Bug #90231 Auto-configuration with innodb_dedicated_server does not consider cgroup limits
Submitted: 27 Mar 2018 15:31 Modified: 5 Apr 2018 9:07
Reporter: Fernando Ipar (OCA) Email Updates:
Status: Won't fix Impact on me:
None 
Category:MySQL Server: InnoDB storage engine Severity:S3 (Non-critical)
Version:8 OS:Linux
Assigned to: CPU Architecture:Any

[27 Mar 2018 15:31] Fernando Ipar
Description:
When using innodb_dedicated_server to auto-configure Innodb's settings in an environment with memory limited by cgroups, this limit is ignored and total memory size is used for the calculation. 

How to repeat:
I can reproduce this with Docker but any way to start mysqld while limiting memory via cgroups should do. 

Start a docker container with memory limited to 256MB: 

telecaster:tmp fipar$ docker run --name mysql8 -e MYSQL_ROOT_PASSWORD=password -v ~/tmp/:/etc/mysql/conf.d -m '256m' -d mysql:8
97432ea4521c0f74d7500a4042c289801a4fde81183ab4a2b218d607196983cd

On ~/tmp/ I have this config file: 

telecaster:tmp fipar$ cat innodb_dedicated_server.cnf
[mysqld]
innodb_dedicated_server=1

Verify that the memory limit is applied to the container: 

telecaster:tmp fipar$ docker exec -it mysql8 bash

root@97432ea4521c:/# cat /sys/fs/cgroup/memory/memory.limit_in_bytes
268435456

Verify that the configuration is not applied as expected: 

mysql -ppassword -e 'select @@innodb_dedicated_server, @@innodb_buffer_pool_size'
mysql: [Warning] Using a password on the command line interface can be insecure.
+---------------------------+---------------------------+
| @@innodb_dedicated_server | @@innodb_buffer_pool_size |
+---------------------------+---------------------------+
|                         1 |                1073741824 |
+---------------------------+---------------------------+

The auto configuration does make sense if we consider the total memory on the docker host where the containers run: 
root@97432ea4521c:/# head -1 /proc/meminfo
MemTotal:        2046940 kB

It is applying the rule if <=4G then set to .5 * total ram. 

Suggested fix:
If memory is limited by cgroups then use this value to calculate values for innodb_buffer_pool_size and innodb_log_file_size
[2 Apr 2018 13:49] MySQL Verification Team
Thanks for the submission. Looks like a bug on our side - verified as described.

all best
Bogdan
[4 Apr 2018 13:02] Krzysztof Kapuscik
Posted by developer:
 
Current implementation uses sysconf() to get available memory size.

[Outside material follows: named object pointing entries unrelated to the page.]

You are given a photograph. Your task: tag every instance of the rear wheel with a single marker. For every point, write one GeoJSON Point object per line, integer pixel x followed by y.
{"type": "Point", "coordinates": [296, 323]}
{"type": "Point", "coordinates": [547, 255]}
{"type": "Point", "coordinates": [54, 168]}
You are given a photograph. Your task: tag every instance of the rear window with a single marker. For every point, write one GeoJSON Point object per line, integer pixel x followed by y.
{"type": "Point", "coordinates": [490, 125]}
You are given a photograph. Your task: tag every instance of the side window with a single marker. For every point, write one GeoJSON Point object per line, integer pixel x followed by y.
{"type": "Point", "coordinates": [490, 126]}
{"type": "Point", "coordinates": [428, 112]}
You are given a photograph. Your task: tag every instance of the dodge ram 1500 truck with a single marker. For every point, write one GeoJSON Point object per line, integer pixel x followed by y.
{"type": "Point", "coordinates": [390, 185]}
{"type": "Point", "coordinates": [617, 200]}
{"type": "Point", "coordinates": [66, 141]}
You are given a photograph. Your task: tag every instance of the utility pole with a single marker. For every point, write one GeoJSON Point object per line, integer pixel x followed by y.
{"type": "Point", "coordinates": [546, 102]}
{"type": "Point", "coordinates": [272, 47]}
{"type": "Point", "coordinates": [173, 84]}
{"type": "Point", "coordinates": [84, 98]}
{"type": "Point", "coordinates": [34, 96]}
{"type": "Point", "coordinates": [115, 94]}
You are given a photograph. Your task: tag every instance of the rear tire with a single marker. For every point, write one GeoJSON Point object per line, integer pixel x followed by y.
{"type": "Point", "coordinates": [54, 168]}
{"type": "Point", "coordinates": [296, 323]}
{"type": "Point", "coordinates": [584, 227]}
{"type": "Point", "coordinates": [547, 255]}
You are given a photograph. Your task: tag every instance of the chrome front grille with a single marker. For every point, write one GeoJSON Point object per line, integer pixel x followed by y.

The cgroups feature is used by docker to set the limits; cgroups settings do not affect sysconf() or /proc/mem so the memory limit check would need to be extended.
[5 Apr 2018 8:50] Krzysztof Kapuscik
Posted by developer:
 
Short:
There is no easy and portable way to get the memory limits for application.

Long:
The amount of total memory available could be read from multiple places (/proc/mem, sysinfo, sysconf, ...).
The amount of memory available for an application could be limited by cgroups and rlimit.

Unfortunately there is no simple API available to check these limits. Some more details on the topic could be found here:
https://fabiokung.com/2014/03/13/memory-inside-linux-containers/

The limit set using cgroups is available in memory/.../memory.limit_in_bytes.
Note that there may be multiple groups (hierarchy) so application should check the group to which it belongs.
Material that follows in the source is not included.